Woo-joo quits the pharmacy and starts part-timing at Dong-jin’s company.

Beyond its wistful voice-over, what is immediately striking about Call It Love is its deliberate style. The show’s pacing is slow as it luxuriates in the emotional grey space its characters occupy.
We can’t yet understand what drives these protagonists, but the camera piques our curiosity by keeping us at a distance from them; it often tracks alongside the characters, too far away for us to reach out and touch them as we see them walk through the lines and boxes that trap them, such as when Dong-jin stalks his company’s office floor.
Dong-jin and Woo-joo often walk around Seoul in a daze, their heads silently bobbing up and down at the very bottom of the frame, as though they are being crushed by the weight of the society that fills the screen above them.

This measured style serves Call It Love quite well for the first half of its first episode, adding an artful and pensive tone, but the more the story begins to intrude, as it must, the more it becomes clear that the writing of the show is very formulaic.
The show’s structure also affects the way the story is conveyed, as it occasionally jumps ahead, landing us in jarring moments where we can’t understand what is happening, only to fill us in later. This is a common technique in K-drama storytelling, but in this case the show is poorly edited.
Equally poorly edited are the flashbacks, which also cut up the story into bites we can’t yet digest. Different flashbacks have their own aggressive visual signatures. Those involving Woo-joo’s family are saturated and stretched lengthwise, while Dong-jin’s story with his ex Kang Min-young (Ahn Hee-yeon) are drained of colour.

Following her role in Sh**ting Stars, Lee plays another gutsy character, but in a more silent and melodramatic register – there’s a lot of standing around and crying.
For his part, Kim plays the handsome and stoic male lead.
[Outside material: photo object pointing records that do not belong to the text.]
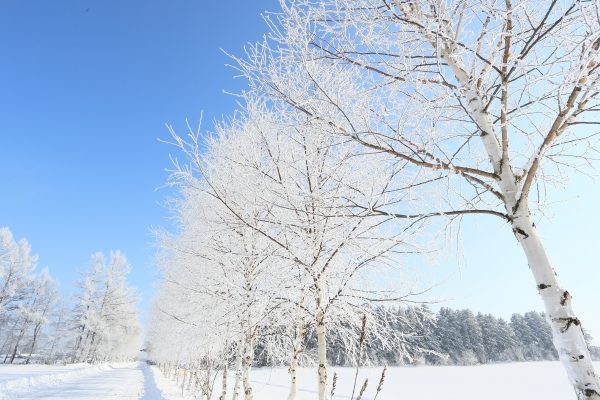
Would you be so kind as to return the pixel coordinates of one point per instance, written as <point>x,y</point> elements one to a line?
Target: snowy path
<point>133,381</point>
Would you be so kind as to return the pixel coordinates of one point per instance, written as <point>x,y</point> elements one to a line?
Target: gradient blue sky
<point>85,90</point>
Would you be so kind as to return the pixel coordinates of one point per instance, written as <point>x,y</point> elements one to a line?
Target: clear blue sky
<point>85,90</point>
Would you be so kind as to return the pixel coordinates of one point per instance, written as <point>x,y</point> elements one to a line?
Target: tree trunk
<point>238,371</point>
<point>36,330</point>
<point>224,379</point>
<point>12,359</point>
<point>567,333</point>
<point>247,366</point>
<point>294,362</point>
<point>322,351</point>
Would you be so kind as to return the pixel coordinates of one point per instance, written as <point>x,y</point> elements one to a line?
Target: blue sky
<point>85,90</point>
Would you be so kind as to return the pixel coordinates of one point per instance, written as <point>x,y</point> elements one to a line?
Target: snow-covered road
<point>121,381</point>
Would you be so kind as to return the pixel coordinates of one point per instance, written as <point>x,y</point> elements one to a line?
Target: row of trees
<point>367,120</point>
<point>451,337</point>
<point>37,325</point>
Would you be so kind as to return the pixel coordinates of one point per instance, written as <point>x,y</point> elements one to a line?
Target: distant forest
<point>450,337</point>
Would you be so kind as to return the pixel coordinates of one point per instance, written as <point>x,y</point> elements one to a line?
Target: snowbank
<point>23,378</point>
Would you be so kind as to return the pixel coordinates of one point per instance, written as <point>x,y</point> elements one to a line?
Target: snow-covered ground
<point>102,382</point>
<point>544,380</point>
<point>530,380</point>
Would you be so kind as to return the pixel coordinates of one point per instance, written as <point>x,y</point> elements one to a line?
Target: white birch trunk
<point>246,368</point>
<point>224,379</point>
<point>238,371</point>
<point>322,352</point>
<point>567,333</point>
<point>294,362</point>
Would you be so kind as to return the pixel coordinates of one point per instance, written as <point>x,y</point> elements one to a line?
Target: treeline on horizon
<point>447,337</point>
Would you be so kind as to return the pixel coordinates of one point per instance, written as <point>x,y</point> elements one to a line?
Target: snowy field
<point>545,380</point>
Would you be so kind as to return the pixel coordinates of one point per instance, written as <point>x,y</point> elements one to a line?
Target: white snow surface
<point>121,381</point>
<point>531,380</point>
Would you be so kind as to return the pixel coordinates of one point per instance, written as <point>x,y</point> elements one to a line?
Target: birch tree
<point>303,184</point>
<point>488,102</point>
<point>106,317</point>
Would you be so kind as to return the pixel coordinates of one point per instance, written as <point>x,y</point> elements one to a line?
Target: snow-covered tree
<point>105,317</point>
<point>488,102</point>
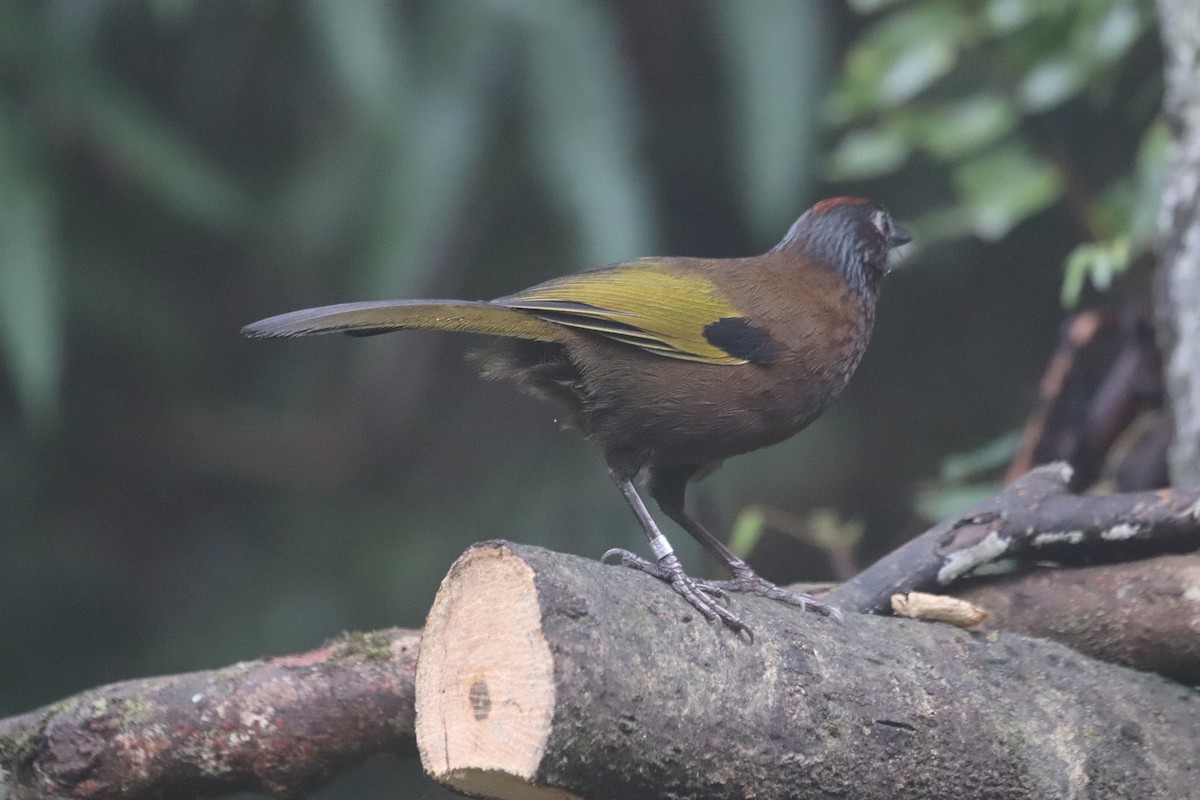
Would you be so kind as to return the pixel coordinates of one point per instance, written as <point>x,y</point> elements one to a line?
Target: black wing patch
<point>739,338</point>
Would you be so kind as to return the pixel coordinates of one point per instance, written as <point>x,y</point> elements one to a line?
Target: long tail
<point>381,317</point>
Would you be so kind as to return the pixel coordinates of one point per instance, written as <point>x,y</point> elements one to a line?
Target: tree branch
<point>1141,614</point>
<point>547,675</point>
<point>287,725</point>
<point>1035,516</point>
<point>283,726</point>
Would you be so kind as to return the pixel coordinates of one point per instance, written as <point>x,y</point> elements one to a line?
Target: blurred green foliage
<point>173,497</point>
<point>969,88</point>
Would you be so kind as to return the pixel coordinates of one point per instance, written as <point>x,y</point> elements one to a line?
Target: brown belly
<point>655,410</point>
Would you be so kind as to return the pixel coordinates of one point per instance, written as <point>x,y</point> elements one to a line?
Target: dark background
<point>174,497</point>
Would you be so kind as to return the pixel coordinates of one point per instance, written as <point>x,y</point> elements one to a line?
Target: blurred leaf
<point>1096,263</point>
<point>1005,187</point>
<point>420,108</point>
<point>777,61</point>
<point>585,128</point>
<point>828,530</point>
<point>748,529</point>
<point>900,56</point>
<point>1006,16</point>
<point>31,318</point>
<point>959,128</point>
<point>365,49</point>
<point>868,152</point>
<point>945,503</point>
<point>985,458</point>
<point>1108,35</point>
<point>871,6</point>
<point>1149,179</point>
<point>154,154</point>
<point>1053,82</point>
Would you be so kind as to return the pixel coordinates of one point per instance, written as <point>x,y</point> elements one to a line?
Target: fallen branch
<point>1141,614</point>
<point>1033,517</point>
<point>551,675</point>
<point>287,725</point>
<point>282,726</point>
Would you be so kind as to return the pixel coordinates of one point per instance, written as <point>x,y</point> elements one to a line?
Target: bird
<point>672,365</point>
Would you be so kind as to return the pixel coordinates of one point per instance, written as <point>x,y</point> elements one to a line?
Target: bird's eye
<point>882,223</point>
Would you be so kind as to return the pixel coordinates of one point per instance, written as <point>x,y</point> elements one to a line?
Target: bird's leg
<point>705,597</point>
<point>667,487</point>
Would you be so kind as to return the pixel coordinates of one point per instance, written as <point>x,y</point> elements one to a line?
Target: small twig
<point>1033,516</point>
<point>1077,334</point>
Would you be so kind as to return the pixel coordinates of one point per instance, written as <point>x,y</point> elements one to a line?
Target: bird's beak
<point>900,235</point>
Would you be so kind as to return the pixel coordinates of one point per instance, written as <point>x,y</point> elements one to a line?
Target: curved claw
<point>751,584</point>
<point>708,599</point>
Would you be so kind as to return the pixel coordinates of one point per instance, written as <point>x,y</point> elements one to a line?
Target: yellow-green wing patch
<point>643,305</point>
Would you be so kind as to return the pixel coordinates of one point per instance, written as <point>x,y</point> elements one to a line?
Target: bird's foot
<point>708,599</point>
<point>749,583</point>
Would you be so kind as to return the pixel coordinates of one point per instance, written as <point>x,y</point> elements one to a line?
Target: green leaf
<point>775,50</point>
<point>1051,82</point>
<point>1149,178</point>
<point>1005,187</point>
<point>748,530</point>
<point>31,318</point>
<point>583,127</point>
<point>1096,263</point>
<point>899,58</point>
<point>959,128</point>
<point>946,503</point>
<point>868,152</point>
<point>154,154</point>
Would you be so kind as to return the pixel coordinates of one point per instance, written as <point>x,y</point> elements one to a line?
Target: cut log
<point>547,675</point>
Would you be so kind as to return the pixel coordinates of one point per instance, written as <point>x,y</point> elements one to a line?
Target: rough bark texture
<point>1033,517</point>
<point>1177,304</point>
<point>1143,614</point>
<point>649,701</point>
<point>282,726</point>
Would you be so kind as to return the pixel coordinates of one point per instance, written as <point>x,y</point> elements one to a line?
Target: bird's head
<point>849,234</point>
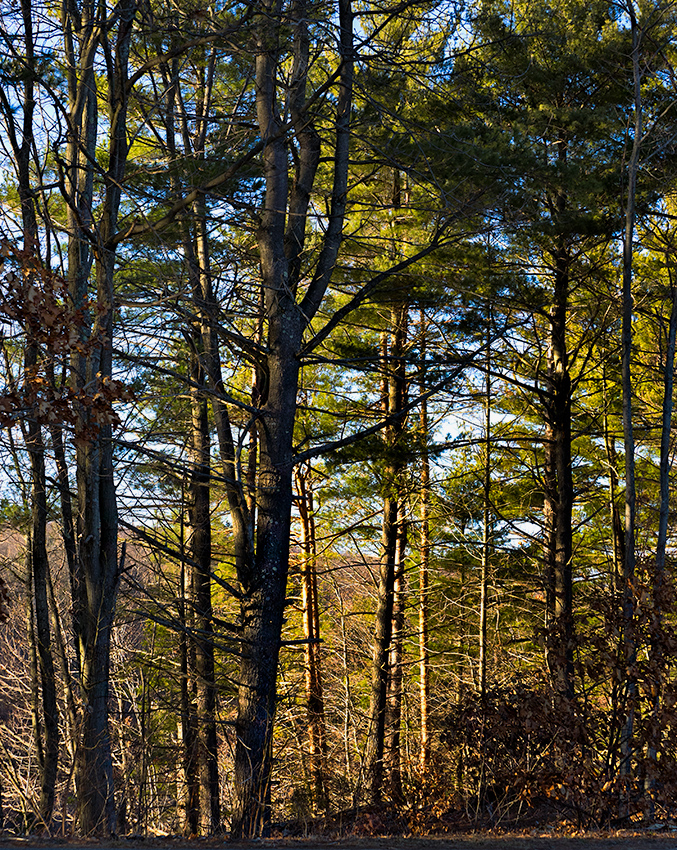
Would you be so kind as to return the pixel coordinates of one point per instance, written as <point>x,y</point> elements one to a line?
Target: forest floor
<point>533,839</point>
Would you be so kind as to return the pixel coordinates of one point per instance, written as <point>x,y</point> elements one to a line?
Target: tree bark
<point>281,239</point>
<point>423,590</point>
<point>628,610</point>
<point>559,485</point>
<point>394,401</point>
<point>317,738</point>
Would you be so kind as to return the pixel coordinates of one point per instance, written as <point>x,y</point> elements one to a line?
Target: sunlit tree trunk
<point>423,591</point>
<point>317,738</point>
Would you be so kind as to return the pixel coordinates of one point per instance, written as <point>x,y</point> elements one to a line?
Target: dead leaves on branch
<point>41,327</point>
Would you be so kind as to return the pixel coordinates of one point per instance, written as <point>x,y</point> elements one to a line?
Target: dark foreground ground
<point>533,840</point>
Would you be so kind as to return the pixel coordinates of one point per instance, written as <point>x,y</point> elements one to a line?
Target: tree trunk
<point>281,239</point>
<point>394,401</point>
<point>423,590</point>
<point>317,739</point>
<point>393,755</point>
<point>97,565</point>
<point>559,488</point>
<point>628,611</point>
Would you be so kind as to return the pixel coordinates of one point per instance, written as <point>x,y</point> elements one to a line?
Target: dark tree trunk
<point>317,739</point>
<point>559,489</point>
<point>281,237</point>
<point>394,401</point>
<point>393,755</point>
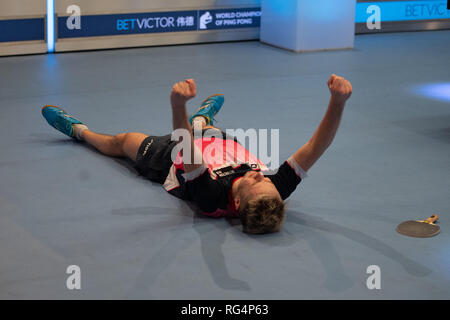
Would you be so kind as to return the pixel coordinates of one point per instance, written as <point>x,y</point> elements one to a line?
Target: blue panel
<point>131,23</point>
<point>405,10</point>
<point>22,30</point>
<point>50,25</point>
<point>157,22</point>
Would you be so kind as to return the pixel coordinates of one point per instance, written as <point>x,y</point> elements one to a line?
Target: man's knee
<point>118,142</point>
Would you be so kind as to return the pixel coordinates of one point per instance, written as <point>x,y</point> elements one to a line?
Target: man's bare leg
<point>120,145</point>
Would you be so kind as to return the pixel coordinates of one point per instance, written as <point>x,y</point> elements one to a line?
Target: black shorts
<point>154,160</point>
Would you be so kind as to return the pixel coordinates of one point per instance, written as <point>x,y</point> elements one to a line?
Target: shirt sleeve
<point>203,190</point>
<point>287,178</point>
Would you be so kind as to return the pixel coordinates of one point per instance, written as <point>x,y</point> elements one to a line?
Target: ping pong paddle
<point>420,228</point>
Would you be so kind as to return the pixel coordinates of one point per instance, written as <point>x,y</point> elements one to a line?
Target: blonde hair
<point>264,214</point>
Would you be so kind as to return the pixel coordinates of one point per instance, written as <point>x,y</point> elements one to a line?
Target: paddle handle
<point>432,219</point>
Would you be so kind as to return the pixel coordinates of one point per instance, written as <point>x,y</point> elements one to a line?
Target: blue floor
<point>62,203</point>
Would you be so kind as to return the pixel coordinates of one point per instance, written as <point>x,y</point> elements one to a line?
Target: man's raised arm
<point>181,93</point>
<point>308,154</point>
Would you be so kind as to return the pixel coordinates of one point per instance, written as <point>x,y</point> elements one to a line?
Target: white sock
<point>78,130</point>
<point>198,122</point>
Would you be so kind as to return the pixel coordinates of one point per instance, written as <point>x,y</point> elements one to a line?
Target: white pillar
<point>308,25</point>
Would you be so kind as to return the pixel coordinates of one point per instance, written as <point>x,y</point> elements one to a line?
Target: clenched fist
<point>182,92</point>
<point>340,89</point>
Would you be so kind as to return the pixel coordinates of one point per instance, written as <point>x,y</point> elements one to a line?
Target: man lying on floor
<point>228,183</point>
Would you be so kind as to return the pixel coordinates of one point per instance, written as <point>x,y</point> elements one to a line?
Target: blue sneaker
<point>209,108</point>
<point>60,120</point>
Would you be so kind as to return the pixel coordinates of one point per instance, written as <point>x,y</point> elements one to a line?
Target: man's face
<point>253,184</point>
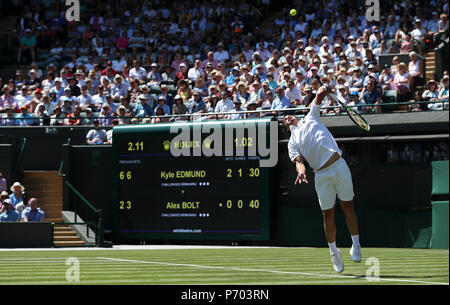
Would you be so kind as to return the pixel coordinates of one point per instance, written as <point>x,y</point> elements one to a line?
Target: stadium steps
<point>47,186</point>
<point>430,66</point>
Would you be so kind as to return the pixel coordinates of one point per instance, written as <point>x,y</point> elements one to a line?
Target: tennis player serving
<point>312,141</point>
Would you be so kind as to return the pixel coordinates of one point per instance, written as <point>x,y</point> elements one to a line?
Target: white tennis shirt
<point>312,140</point>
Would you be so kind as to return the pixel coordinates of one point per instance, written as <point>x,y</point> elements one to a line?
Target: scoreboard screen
<point>167,183</point>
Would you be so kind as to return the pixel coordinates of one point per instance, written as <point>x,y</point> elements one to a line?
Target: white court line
<point>263,270</point>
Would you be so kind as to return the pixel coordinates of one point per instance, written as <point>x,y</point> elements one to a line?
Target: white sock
<point>355,240</point>
<point>333,248</point>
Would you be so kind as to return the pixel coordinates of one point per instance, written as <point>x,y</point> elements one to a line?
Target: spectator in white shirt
<point>196,71</point>
<point>137,72</point>
<point>221,55</point>
<point>293,94</point>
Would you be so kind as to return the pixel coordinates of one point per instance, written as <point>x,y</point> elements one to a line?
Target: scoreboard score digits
<point>161,196</point>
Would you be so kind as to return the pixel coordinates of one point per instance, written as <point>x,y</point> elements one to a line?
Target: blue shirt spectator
<point>142,108</point>
<point>372,95</point>
<point>281,101</point>
<point>196,106</point>
<point>33,213</point>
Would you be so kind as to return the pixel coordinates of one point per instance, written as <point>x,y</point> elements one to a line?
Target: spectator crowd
<point>129,61</point>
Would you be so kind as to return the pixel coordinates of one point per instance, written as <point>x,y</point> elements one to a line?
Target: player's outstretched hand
<point>300,178</point>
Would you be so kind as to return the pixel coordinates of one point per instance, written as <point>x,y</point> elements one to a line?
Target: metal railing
<point>254,113</point>
<point>99,226</point>
<point>17,170</point>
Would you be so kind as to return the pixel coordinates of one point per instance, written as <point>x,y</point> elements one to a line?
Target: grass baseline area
<point>208,265</point>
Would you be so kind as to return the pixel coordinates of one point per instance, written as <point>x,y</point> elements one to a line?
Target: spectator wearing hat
<point>43,119</point>
<point>281,101</point>
<point>74,89</point>
<point>33,212</point>
<point>154,77</point>
<point>9,214</point>
<point>18,193</point>
<point>415,70</point>
<point>137,72</point>
<point>293,94</point>
<point>57,119</point>
<point>9,119</point>
<point>23,99</point>
<point>27,44</point>
<point>372,95</point>
<point>432,92</point>
<point>7,99</point>
<point>96,135</point>
<point>67,96</point>
<point>235,74</point>
<point>443,92</point>
<point>386,78</point>
<point>242,92</point>
<point>33,82</point>
<point>49,82</point>
<point>168,75</point>
<point>67,107</point>
<point>237,112</point>
<point>159,113</point>
<point>358,104</point>
<point>210,60</point>
<point>74,118</point>
<point>123,118</point>
<point>418,33</point>
<point>178,107</point>
<point>221,55</point>
<point>245,77</point>
<point>179,59</point>
<point>58,88</point>
<point>224,104</point>
<point>196,71</point>
<point>3,196</point>
<point>24,118</point>
<point>143,109</point>
<point>37,96</point>
<point>84,100</point>
<point>401,80</point>
<point>98,99</point>
<point>182,73</point>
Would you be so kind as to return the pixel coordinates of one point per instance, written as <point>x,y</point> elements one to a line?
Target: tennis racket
<point>354,116</point>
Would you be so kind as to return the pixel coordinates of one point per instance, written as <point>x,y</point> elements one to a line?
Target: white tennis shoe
<point>338,265</point>
<point>355,253</point>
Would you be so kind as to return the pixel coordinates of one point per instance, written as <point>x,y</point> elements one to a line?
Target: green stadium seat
<point>440,178</point>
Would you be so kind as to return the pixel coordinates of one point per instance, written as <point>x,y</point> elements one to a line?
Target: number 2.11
<point>136,146</point>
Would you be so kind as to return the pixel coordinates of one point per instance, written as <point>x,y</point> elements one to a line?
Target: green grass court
<point>223,265</point>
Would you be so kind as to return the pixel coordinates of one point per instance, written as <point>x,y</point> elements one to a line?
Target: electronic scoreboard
<point>180,180</point>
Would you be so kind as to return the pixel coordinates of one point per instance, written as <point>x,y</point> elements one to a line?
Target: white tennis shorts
<point>333,180</point>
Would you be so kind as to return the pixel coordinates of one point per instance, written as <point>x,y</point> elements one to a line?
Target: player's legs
<point>326,191</point>
<point>344,189</point>
<point>329,225</point>
<point>350,217</point>
<point>352,225</point>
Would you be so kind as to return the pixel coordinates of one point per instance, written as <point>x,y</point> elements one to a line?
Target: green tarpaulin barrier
<point>440,177</point>
<point>439,236</point>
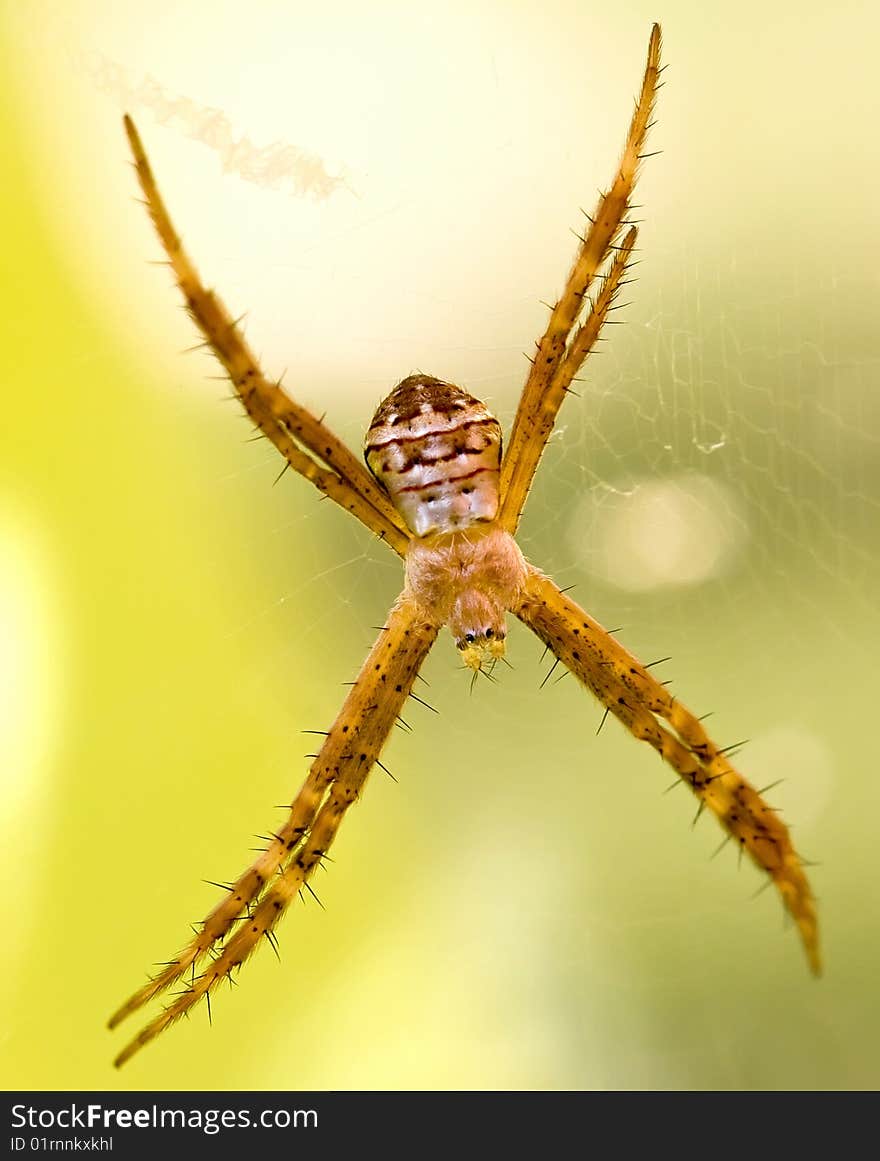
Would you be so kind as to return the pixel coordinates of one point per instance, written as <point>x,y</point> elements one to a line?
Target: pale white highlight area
<point>676,532</point>
<point>793,750</point>
<point>30,679</point>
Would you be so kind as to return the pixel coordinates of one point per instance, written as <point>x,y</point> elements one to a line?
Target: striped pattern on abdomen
<point>437,451</point>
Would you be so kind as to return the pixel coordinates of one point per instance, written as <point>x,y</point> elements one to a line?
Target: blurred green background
<point>384,188</point>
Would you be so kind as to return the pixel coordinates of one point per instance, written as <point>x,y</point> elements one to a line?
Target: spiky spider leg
<point>336,779</point>
<point>558,355</point>
<point>629,692</point>
<point>308,445</point>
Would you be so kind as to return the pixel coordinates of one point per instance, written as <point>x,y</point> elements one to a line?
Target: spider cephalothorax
<point>445,500</point>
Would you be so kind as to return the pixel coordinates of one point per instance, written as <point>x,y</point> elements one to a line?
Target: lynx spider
<point>440,496</point>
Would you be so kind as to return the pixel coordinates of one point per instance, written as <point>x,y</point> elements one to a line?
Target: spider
<point>441,496</point>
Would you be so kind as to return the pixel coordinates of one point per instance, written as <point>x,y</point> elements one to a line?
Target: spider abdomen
<point>437,451</point>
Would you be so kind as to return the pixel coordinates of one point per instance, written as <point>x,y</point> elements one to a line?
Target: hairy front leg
<point>308,445</point>
<point>558,355</point>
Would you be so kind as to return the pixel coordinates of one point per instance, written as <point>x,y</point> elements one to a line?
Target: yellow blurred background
<point>383,188</point>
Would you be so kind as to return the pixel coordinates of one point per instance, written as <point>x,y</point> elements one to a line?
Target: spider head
<point>480,651</point>
<point>478,627</point>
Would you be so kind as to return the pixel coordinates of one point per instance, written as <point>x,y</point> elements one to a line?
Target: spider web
<point>714,491</point>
Yet, more so than most of the many examples of this stock character, Dong-jin is thoroughly inscrutable and seems to be guided by logic and motivations beyond our ken.
That makes Dong-jin the second hard-to-read character in a row for Kim, who headlined last year’s bizarre Netflix series Somebody as a lonely serial killer.

This isn’t the first time that Kim and Lee have worked together; they collaborated on a movie called Broker – not to be confused with last year’s Hirokazu Kore-eda film with Song Kang-ho and IU – which began filming in 2016 but was never completed.
Call It Love is streaming on Disney+.